Lo único que parecía salvarle de cruzar la línea después de la cual no hay retorno era el desesperado afán de evitar que Myles McCracken se dejara hundir por la pena. Se lo llevaba consigo, escuchaba sus interminables gemidos de desesperación, se ahogaba con sus lágrimas, lo vestía, lo alimentaba, le hablaba noche tras noche. A pesar de la profundidad de la herida, parecía que para Myles la solución era más simple. Era evidente que la encontraba en el fondo de la botella. Bebía y bebía hasta pasar de la demencia a la imbecilidad y de ésta al estupor… para volver a rodar por este ciclo sin principio ni fin. Conor se decía que no era momento para privar al hombre de aquella droga, porque si se le quitaba recaía en ataques de puñadas al pecho de pura desesperación. Por el momento, necesitaba el licor tanto como el aire. Acaso, pensaba Conor, suplicaba Conor, cuando la terrible impresión se hubiese mitigado, llegara el momento de cogerle por los hombros, zarandearle y obligarle a ser hombre de nuevo, aunque hubiera que convencerle a cachete limpio. Ahora no. No valían sermones; sólo valía el estar alerta, esperando que se iniciara el proceso curativo, que se extendiera, que ayudase. Conor suplicaba a Dios que Myles volviera a ser lo que había sido; aunque de momento sólo fuese polvo de la tierra.
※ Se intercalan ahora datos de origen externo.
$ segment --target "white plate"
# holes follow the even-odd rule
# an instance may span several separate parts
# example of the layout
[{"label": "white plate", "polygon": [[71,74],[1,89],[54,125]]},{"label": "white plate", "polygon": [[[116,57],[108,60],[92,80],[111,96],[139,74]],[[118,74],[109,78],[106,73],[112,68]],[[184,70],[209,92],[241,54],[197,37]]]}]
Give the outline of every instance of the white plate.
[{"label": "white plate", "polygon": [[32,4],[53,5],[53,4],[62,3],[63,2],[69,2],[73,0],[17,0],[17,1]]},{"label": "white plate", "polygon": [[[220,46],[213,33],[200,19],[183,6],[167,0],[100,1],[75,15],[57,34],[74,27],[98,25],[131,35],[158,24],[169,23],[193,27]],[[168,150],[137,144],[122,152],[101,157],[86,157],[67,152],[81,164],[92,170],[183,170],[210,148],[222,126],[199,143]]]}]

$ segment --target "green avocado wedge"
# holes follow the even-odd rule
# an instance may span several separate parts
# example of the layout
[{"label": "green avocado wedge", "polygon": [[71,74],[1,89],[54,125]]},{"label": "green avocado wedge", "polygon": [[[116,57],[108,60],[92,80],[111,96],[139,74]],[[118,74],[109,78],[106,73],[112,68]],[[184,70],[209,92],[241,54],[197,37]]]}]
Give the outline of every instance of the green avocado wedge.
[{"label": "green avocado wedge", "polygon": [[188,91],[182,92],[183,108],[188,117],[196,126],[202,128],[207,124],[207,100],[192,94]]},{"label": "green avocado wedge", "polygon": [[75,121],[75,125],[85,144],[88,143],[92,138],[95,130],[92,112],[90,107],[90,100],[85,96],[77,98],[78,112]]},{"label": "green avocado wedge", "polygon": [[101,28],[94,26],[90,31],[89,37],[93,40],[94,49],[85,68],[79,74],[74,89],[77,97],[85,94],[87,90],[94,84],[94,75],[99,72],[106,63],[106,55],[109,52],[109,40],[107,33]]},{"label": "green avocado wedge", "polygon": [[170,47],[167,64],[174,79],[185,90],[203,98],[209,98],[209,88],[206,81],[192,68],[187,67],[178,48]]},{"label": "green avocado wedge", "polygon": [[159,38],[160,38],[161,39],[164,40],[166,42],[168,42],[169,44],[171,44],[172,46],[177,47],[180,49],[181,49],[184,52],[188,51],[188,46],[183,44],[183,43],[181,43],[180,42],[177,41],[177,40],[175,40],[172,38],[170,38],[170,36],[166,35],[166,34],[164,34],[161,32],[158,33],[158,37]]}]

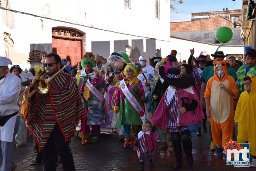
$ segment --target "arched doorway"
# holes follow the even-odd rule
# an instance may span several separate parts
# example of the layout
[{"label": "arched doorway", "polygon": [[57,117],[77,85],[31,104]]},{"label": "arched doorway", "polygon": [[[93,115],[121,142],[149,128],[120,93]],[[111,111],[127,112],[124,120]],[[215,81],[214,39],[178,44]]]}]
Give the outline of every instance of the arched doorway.
[{"label": "arched doorway", "polygon": [[83,54],[84,34],[69,28],[52,28],[52,52],[70,61],[71,65],[75,65]]}]

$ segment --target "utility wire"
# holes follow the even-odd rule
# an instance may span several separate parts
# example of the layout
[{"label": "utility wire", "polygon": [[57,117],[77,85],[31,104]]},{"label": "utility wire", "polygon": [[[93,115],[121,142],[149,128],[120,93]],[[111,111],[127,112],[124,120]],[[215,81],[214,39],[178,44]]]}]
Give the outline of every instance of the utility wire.
[{"label": "utility wire", "polygon": [[211,8],[212,8],[212,6],[213,6],[213,2],[214,2],[214,0],[213,0],[213,2],[212,3],[212,5],[211,5],[211,6],[210,7],[210,9],[209,9],[209,12],[210,11],[210,11]]},{"label": "utility wire", "polygon": [[33,16],[35,17],[38,17],[38,18],[42,18],[47,19],[50,20],[55,21],[56,21],[62,22],[64,22],[64,23],[65,23],[70,24],[71,24],[79,25],[79,26],[83,26],[83,27],[86,27],[90,28],[92,28],[92,29],[96,29],[96,30],[101,30],[101,31],[108,31],[108,32],[112,32],[112,33],[117,33],[117,34],[124,34],[124,35],[128,35],[128,36],[135,36],[135,37],[136,37],[145,38],[147,38],[147,39],[153,39],[153,40],[160,40],[160,41],[164,41],[164,42],[169,42],[169,40],[160,40],[160,39],[156,39],[156,38],[154,38],[146,37],[145,37],[145,36],[138,36],[138,35],[134,35],[134,34],[128,34],[124,33],[118,32],[117,31],[110,31],[110,30],[106,30],[106,29],[102,29],[102,28],[97,28],[97,27],[93,27],[93,26],[92,25],[91,27],[90,27],[90,26],[86,26],[86,25],[85,25],[80,24],[76,24],[76,23],[72,23],[71,22],[66,21],[62,21],[62,20],[57,20],[57,19],[56,19],[51,18],[49,18],[49,17],[43,17],[43,16],[39,16],[39,15],[34,15],[34,14],[30,14],[30,13],[27,13],[27,12],[22,12],[22,11],[17,11],[17,10],[13,10],[13,9],[8,9],[2,7],[0,7],[0,9],[3,9],[3,10],[7,10],[7,11],[11,11],[11,12],[13,12],[17,13],[19,13],[19,14],[25,14],[25,15],[31,15],[31,16]]}]

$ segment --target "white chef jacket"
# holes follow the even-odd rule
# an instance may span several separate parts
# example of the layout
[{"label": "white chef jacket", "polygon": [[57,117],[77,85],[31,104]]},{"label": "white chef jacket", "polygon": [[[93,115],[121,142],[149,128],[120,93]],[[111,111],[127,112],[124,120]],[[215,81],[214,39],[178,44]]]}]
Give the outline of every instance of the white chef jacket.
[{"label": "white chef jacket", "polygon": [[[147,79],[150,79],[153,82],[156,77],[154,72],[154,68],[148,64],[146,64],[146,67],[144,67],[144,68],[142,68],[142,70],[143,71],[145,71],[143,72],[143,73],[145,75],[145,76],[146,77]],[[153,76],[153,78],[150,78],[149,76],[148,76],[148,75],[149,74],[152,75],[152,76]],[[148,95],[148,93],[150,92],[150,88],[145,85],[146,79],[145,79],[142,73],[139,74],[137,77],[137,78],[139,79],[141,81],[142,83],[143,86],[143,88],[144,89],[144,93],[145,93],[145,96],[146,97],[147,95]]]},{"label": "white chef jacket", "polygon": [[[17,99],[21,89],[19,77],[8,72],[0,80],[0,115],[10,115],[18,111],[20,107]],[[12,142],[17,116],[11,118],[3,126],[0,126],[0,140]]]}]

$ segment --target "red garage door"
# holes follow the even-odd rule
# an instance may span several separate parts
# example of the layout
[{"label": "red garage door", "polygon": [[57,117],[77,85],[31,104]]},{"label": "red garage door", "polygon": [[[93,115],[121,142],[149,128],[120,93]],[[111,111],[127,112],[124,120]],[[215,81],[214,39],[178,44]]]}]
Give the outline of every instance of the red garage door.
[{"label": "red garage door", "polygon": [[68,31],[60,30],[57,33],[60,33],[61,35],[54,34],[52,32],[52,52],[57,53],[62,59],[67,59],[71,65],[74,66],[83,57],[83,38],[61,35],[61,31],[66,34]]}]

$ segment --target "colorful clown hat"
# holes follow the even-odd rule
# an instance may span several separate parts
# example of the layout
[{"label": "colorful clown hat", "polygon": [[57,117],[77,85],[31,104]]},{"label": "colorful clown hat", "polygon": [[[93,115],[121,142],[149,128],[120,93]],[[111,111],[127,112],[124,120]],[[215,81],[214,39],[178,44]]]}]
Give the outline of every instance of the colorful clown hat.
[{"label": "colorful clown hat", "polygon": [[95,60],[94,60],[94,55],[92,52],[86,52],[83,57],[83,58],[81,60],[81,65],[83,69],[85,69],[84,63],[85,62],[89,62],[93,66],[93,67],[95,67]]}]

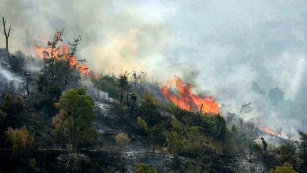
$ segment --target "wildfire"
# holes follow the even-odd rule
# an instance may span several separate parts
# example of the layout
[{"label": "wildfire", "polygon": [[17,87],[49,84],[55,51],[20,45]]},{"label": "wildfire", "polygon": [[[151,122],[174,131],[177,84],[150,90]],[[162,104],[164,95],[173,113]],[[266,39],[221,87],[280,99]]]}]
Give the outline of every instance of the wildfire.
[{"label": "wildfire", "polygon": [[[175,84],[178,91],[176,95],[170,94],[168,91],[170,85]],[[196,112],[201,109],[203,113],[218,114],[219,106],[211,97],[200,97],[191,92],[194,87],[192,84],[182,81],[178,77],[169,81],[161,89],[165,98],[182,109]]]},{"label": "wildfire", "polygon": [[262,131],[265,131],[269,134],[272,135],[274,136],[276,136],[277,135],[277,133],[270,130],[270,128],[267,127],[260,127],[259,128],[260,128],[260,129]]},{"label": "wildfire", "polygon": [[[45,42],[46,40],[45,36],[43,37],[42,36],[41,37],[41,38],[43,39],[44,42]],[[62,58],[66,61],[69,61],[69,65],[71,66],[75,66],[80,71],[80,73],[82,74],[92,76],[96,78],[98,77],[98,74],[95,74],[92,71],[90,71],[89,70],[89,68],[86,65],[83,63],[78,63],[76,58],[74,56],[69,57],[68,56],[69,52],[68,47],[67,45],[65,44],[61,44],[58,50],[54,49],[52,51],[50,47],[45,48],[38,46],[35,46],[35,49],[37,56],[43,59],[49,58],[47,53],[50,54],[52,52],[53,54],[52,58],[59,58],[58,55],[61,55]]]}]

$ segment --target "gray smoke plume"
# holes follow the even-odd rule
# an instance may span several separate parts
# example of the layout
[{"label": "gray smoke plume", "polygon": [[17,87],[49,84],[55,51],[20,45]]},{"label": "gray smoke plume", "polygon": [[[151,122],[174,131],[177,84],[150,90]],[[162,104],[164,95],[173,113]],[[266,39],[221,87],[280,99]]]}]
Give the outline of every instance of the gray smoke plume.
[{"label": "gray smoke plume", "polygon": [[234,112],[251,101],[246,118],[261,125],[307,130],[307,2],[166,2],[4,0],[0,14],[16,30],[11,52],[35,55],[40,37],[64,29],[64,41],[82,36],[77,57],[94,71],[177,75]]}]

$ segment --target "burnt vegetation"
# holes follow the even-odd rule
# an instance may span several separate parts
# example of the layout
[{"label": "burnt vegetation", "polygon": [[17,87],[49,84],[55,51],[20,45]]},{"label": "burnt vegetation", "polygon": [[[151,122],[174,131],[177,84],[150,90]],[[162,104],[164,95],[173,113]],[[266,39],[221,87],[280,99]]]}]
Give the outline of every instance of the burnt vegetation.
[{"label": "burnt vegetation", "polygon": [[[297,141],[289,137],[264,151],[255,142],[260,131],[255,120],[241,118],[252,112],[251,102],[225,120],[203,113],[202,105],[192,112],[165,100],[145,71],[83,75],[72,64],[81,37],[69,44],[70,51],[59,54],[63,30],[48,42],[51,50],[43,59],[10,54],[12,29],[2,20],[2,68],[20,79],[1,77],[0,157],[5,164],[0,172],[125,172],[128,164],[140,173],[235,172],[247,169],[242,163],[251,172],[306,170],[306,133],[298,130]],[[270,94],[274,92],[281,91]],[[271,97],[278,105],[280,98]],[[129,160],[133,152],[147,159]],[[157,163],[161,158],[167,166]]]}]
Si se alejaba de Myles McCracken, Conor caía en una depresión espejo e imagen de la de todo el Bogside. La confusión se hacía dueña del cerebro hasta que los pensamientos perdían valor y no se tenía ganas de despertar después de dormir, sino únicamente de dormir de nuevo. Pero ni el sueño traía ningún descanso; traía un alboroto de llagas purulentas, de bombas humanas estallando contra las murallas de Derry y arriba de aquellas murallas, grandes calderos de aceite hirviendo derramados sobre viejos pordioseros que se ahogaban en él y gatos huesudos sacando los ojos a los niños y tonantes tambores encabezando columnas de hombres vestidos de negro, que desfilaban a paso fúnebre con cruces de Orange en las manos, y campos blanqueados por el moho de las patatas podridas y cientos de mujeres cogidas en una trampa mientras las llamas bramaban, y las pobres mujeres no podían cruzar la cancela de hierro.